The application of mycotoxin genotyping GSK1120212 assays reveals the toxigenic potential of fungal strains from pure cultures and predicts the presence of certain compounds in tested plant material (Niessen, 2008).
A multiplex PCR assay based on homologues of the esyn1 gene has been developed for the detection of Fusarium spp. with the potential to produce enniatins (Kulik et al., 2007). However, this assay is qualitative and requires the time-consuming identification of expected PCR products on ethidium bromide-stained agarose gels (end-point PCR). The aim of this study was to develop an alternative, quantitative TaqMan MGB (Minor Groove Binder) assay based on esyn1 homologues present in the genomes of F. avenaceum/F. tricinctum and F. poae, respectively. The assays developed were tested on asymptomatic wheat grain samples in relation to enniatins levels. One hundred and eleven fungal isolates used for the specificity of TaqMan assays are listed in Table 1.

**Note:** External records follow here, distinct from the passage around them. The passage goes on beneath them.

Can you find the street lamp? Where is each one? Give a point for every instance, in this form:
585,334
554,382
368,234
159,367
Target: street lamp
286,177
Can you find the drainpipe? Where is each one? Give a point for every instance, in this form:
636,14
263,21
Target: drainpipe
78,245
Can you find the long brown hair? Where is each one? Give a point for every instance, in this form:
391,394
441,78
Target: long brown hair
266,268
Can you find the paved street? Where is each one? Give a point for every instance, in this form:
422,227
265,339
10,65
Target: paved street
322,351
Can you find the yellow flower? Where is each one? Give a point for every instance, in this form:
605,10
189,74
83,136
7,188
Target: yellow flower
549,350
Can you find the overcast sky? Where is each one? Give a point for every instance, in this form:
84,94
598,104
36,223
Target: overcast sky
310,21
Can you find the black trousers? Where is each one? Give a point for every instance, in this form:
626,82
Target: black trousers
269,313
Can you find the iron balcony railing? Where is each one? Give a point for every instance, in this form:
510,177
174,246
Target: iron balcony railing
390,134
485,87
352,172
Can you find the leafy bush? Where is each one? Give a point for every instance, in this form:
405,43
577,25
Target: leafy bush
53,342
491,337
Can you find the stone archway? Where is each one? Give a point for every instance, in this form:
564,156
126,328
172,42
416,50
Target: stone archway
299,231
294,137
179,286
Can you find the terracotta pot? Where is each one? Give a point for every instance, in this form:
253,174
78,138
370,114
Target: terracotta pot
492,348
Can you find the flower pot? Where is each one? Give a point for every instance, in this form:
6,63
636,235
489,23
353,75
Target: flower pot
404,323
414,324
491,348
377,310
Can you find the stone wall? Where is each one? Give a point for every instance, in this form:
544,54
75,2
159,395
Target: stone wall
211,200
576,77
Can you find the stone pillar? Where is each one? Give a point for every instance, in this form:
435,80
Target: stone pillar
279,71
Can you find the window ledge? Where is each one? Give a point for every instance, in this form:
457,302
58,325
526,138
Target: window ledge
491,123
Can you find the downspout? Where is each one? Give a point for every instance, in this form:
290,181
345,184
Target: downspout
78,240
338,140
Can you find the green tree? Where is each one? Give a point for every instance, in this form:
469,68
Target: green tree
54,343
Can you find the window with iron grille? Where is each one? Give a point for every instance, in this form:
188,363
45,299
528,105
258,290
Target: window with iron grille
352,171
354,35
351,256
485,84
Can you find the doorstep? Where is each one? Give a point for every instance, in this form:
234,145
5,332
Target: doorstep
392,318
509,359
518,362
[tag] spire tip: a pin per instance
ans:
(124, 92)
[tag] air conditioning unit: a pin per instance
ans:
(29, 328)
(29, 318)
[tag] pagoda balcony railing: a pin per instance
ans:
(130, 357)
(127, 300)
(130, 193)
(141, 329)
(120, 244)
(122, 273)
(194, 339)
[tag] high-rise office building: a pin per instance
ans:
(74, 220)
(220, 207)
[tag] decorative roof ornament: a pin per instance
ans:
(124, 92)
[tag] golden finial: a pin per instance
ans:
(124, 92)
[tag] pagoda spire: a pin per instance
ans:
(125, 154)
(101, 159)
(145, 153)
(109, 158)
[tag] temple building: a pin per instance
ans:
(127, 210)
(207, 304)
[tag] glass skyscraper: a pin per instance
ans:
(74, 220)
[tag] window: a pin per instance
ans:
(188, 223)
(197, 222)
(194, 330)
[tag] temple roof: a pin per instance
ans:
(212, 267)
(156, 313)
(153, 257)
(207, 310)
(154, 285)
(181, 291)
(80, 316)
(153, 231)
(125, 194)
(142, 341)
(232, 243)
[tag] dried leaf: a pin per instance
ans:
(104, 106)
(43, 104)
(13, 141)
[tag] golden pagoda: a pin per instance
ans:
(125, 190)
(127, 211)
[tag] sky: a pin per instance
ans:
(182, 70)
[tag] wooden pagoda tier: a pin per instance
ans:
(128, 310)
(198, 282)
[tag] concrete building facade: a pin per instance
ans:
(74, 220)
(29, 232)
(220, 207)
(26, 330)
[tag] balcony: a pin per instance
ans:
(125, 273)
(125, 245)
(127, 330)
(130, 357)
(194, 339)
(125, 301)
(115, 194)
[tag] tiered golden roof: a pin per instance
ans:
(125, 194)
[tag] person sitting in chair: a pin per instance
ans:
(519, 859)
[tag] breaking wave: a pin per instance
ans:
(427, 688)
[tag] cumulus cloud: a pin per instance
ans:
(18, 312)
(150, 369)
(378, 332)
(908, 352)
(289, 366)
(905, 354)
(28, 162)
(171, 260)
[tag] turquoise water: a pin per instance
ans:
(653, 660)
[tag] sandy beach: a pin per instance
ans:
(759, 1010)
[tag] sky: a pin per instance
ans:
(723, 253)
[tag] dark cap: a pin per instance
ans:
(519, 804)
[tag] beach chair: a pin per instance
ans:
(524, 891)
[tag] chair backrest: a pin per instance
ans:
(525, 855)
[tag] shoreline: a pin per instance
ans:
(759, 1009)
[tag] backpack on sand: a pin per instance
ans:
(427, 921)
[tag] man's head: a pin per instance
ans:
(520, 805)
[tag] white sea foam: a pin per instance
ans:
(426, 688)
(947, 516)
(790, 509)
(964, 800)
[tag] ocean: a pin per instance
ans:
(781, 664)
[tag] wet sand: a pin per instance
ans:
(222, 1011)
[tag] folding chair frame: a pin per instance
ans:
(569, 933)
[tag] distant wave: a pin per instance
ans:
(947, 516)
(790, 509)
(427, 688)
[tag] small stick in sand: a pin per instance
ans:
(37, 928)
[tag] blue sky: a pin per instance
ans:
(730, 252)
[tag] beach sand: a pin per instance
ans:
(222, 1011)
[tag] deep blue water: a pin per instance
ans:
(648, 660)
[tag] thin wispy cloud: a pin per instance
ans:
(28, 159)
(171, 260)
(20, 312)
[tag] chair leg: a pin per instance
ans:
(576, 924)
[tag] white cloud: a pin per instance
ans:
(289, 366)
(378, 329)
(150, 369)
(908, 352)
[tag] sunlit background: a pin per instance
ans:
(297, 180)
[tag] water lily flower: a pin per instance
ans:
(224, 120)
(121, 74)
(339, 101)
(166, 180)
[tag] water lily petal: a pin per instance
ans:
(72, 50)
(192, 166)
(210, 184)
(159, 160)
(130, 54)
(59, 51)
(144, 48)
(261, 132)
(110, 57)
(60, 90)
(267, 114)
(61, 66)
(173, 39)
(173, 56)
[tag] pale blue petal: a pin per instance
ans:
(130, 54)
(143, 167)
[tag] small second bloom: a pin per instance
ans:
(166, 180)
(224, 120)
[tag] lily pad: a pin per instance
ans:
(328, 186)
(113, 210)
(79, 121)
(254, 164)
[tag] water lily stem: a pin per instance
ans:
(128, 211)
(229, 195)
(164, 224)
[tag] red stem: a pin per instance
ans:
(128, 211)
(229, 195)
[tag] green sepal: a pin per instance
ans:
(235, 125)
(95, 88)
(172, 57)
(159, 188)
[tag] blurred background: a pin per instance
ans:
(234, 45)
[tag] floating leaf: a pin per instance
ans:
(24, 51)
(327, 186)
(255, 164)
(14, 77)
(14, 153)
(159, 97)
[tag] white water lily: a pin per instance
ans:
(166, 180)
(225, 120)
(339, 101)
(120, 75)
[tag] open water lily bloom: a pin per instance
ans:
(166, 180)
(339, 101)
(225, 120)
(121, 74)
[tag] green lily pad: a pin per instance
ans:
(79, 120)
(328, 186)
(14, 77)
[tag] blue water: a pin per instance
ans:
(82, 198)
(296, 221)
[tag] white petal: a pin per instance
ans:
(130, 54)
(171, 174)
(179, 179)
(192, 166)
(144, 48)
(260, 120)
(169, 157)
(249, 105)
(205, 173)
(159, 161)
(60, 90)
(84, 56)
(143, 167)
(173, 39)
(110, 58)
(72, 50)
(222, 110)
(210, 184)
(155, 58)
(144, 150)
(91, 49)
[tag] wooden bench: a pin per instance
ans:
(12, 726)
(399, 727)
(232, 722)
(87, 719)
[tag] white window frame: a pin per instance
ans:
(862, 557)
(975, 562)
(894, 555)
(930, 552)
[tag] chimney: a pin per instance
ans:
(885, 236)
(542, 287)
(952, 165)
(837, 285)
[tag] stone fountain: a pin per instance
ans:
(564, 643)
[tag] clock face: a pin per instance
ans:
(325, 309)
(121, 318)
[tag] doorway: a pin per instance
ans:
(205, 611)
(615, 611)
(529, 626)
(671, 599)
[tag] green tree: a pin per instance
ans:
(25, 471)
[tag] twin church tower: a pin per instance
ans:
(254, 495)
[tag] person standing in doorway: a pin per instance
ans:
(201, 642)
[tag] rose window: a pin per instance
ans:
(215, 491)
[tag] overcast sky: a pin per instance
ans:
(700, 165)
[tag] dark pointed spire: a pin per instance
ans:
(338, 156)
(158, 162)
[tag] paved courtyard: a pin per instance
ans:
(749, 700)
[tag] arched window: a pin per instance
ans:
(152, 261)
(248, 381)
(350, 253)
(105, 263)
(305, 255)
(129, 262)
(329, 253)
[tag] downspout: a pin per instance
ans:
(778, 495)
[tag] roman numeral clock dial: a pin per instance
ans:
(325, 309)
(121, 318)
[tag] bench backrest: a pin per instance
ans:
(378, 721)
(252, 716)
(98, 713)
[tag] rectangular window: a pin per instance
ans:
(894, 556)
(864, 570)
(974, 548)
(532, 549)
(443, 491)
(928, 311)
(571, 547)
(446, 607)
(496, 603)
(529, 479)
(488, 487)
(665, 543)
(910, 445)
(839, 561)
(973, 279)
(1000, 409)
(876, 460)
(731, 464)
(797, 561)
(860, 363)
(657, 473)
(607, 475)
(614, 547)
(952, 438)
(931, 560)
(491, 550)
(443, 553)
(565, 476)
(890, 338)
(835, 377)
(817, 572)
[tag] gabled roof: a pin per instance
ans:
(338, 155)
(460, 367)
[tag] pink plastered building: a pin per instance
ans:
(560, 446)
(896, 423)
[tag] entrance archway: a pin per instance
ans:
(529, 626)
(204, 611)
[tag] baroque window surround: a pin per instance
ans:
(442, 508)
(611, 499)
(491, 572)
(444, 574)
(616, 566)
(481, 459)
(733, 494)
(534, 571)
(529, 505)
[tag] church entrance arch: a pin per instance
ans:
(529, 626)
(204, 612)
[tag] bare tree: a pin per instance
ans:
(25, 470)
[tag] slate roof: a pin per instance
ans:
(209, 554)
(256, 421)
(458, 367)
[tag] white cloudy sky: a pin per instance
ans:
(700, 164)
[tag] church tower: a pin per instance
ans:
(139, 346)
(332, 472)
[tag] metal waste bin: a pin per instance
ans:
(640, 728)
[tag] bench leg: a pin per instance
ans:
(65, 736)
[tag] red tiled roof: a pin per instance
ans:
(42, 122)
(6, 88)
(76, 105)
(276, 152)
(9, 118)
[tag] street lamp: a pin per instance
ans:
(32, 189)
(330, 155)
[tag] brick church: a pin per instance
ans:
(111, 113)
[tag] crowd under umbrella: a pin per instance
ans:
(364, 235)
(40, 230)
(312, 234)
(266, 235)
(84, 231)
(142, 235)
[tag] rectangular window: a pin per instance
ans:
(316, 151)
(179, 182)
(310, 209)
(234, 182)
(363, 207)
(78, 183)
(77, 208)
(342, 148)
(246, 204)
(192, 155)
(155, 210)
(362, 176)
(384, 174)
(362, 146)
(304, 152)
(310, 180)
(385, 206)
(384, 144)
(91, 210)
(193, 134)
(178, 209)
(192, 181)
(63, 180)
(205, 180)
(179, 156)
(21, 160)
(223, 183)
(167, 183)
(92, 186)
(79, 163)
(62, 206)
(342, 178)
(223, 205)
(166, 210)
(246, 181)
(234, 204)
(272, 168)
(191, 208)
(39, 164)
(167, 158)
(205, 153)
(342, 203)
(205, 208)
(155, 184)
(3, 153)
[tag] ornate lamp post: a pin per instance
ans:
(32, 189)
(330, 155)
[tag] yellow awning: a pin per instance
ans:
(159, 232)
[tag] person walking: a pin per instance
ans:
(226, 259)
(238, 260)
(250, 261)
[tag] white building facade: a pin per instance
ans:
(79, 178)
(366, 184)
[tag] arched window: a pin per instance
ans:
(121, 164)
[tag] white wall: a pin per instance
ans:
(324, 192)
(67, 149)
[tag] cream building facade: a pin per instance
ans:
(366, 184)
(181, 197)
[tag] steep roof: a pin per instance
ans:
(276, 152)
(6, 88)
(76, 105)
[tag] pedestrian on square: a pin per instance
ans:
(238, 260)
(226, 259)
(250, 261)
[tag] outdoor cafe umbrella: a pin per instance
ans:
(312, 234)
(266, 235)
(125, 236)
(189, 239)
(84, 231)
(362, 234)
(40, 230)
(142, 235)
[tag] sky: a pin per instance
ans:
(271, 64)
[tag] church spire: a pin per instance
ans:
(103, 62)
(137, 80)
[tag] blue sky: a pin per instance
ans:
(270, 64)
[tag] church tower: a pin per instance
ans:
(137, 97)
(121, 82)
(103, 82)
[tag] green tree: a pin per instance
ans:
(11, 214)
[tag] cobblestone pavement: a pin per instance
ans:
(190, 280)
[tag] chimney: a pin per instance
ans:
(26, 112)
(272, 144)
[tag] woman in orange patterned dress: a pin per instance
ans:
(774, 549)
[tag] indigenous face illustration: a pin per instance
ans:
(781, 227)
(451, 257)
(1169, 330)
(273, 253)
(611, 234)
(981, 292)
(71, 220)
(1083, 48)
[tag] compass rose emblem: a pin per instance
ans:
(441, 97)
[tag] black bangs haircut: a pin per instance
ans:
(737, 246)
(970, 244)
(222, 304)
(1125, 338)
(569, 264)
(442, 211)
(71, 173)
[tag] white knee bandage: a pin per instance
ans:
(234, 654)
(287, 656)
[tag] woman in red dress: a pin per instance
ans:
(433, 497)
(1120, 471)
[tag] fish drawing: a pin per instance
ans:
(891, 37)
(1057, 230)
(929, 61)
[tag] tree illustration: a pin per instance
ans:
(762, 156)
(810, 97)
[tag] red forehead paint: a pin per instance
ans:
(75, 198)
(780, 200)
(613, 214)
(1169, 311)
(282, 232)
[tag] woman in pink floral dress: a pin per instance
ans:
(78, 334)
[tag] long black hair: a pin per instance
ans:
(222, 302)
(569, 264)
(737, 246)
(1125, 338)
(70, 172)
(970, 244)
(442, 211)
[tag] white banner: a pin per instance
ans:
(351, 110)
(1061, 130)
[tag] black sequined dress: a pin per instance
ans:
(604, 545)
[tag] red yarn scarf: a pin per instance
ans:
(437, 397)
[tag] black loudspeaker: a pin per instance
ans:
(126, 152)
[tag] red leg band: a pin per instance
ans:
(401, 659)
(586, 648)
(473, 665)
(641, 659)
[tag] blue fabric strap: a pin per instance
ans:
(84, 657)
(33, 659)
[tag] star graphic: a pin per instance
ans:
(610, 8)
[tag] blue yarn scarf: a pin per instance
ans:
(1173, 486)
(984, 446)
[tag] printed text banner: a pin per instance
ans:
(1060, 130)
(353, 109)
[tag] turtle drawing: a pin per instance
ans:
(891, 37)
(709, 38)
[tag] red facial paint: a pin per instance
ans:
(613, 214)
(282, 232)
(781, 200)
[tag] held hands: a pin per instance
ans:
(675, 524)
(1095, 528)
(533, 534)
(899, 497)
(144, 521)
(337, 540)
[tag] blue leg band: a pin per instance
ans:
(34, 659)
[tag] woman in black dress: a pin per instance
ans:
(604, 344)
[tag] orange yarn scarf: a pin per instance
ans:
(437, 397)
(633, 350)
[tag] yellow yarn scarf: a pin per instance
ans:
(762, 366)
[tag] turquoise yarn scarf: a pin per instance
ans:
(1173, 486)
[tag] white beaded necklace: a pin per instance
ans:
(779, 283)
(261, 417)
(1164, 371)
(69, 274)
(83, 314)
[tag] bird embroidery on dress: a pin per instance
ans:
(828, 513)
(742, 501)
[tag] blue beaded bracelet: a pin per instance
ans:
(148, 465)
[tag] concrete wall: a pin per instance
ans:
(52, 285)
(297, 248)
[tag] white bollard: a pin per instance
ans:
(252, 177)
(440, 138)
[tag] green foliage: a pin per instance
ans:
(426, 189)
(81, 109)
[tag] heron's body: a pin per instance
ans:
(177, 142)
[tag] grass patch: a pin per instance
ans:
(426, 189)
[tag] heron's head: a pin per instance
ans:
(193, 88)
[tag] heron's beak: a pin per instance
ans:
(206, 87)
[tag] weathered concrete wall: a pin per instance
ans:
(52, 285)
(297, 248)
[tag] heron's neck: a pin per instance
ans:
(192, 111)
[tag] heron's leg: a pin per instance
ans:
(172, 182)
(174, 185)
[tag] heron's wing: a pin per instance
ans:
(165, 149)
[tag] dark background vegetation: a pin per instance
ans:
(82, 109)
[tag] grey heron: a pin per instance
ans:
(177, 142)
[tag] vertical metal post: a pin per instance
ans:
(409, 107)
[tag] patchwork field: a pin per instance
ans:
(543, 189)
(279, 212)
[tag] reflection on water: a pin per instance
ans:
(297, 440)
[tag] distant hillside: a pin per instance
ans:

The strains of Fusarium tested are held in the CBS Selleckchem 17-AAG (CBS Fungal Biodiversity Centre, Utrecht, the Netherlands) fungal collection. IBT isolates were kindly provided by Dr Ulf Thrane (Department of Systems Biology, Center for Microbial Biotechnology, Technical University of Denmark). Polish field isolates [Department of Diagnostics & Plant Pathophysiology (DDPP)] were obtained from 155 wheat seed samples that were collected randomly from fields located in different parts of Poland (data not shown). All isolates used this study are held in the fungal collection of the DDPP (University of Warmia and Mazury, Olsztyn, Poland). The Fusarium isolates were maintained on potato dextrose agar at 25 °C before DNA extraction. Asymptomatic wheat seed samples (48 × 1 kg) were harvested in 2007 and 2008 from 45 fields located in northern Poland. Enniatins were analyzed as described in Jestoi et al. (2005). In brief, 25 g of ground grain samples were extracted with 84% acetonitrile. The raw extract was purified using
a C8-solid phase extraction. Enniatins were determined with HPLC combined with a tandem mass spectrometer (LC-MS/MS) by detecting specific product ions for each of the analytes. The limits of quantifications were 0.6, 4, 3.8 and 10.8 μg kg−1 Baf-A1 for enniatin A, enniatin A1, enniatin B and enniatin B1, respectively. DNA extraction from the grain as well as from fungal cultures was carried out as described previously (Kulik et al., 2007). A fragment of the esyn1 homologue of 40 F. poae isolates isolated from different hosts and geographical locations (data not shown) was amplified with the primers Esy1 ttc aag ggc tgg acg tct atg and Esypoae2 cag cat atc gat acg cgc tga g, designed on the basis of a conserved region of published sequence data of Fusarium species deposited in the NCBI database. The amplified product was sequenced in both directions using the above primers.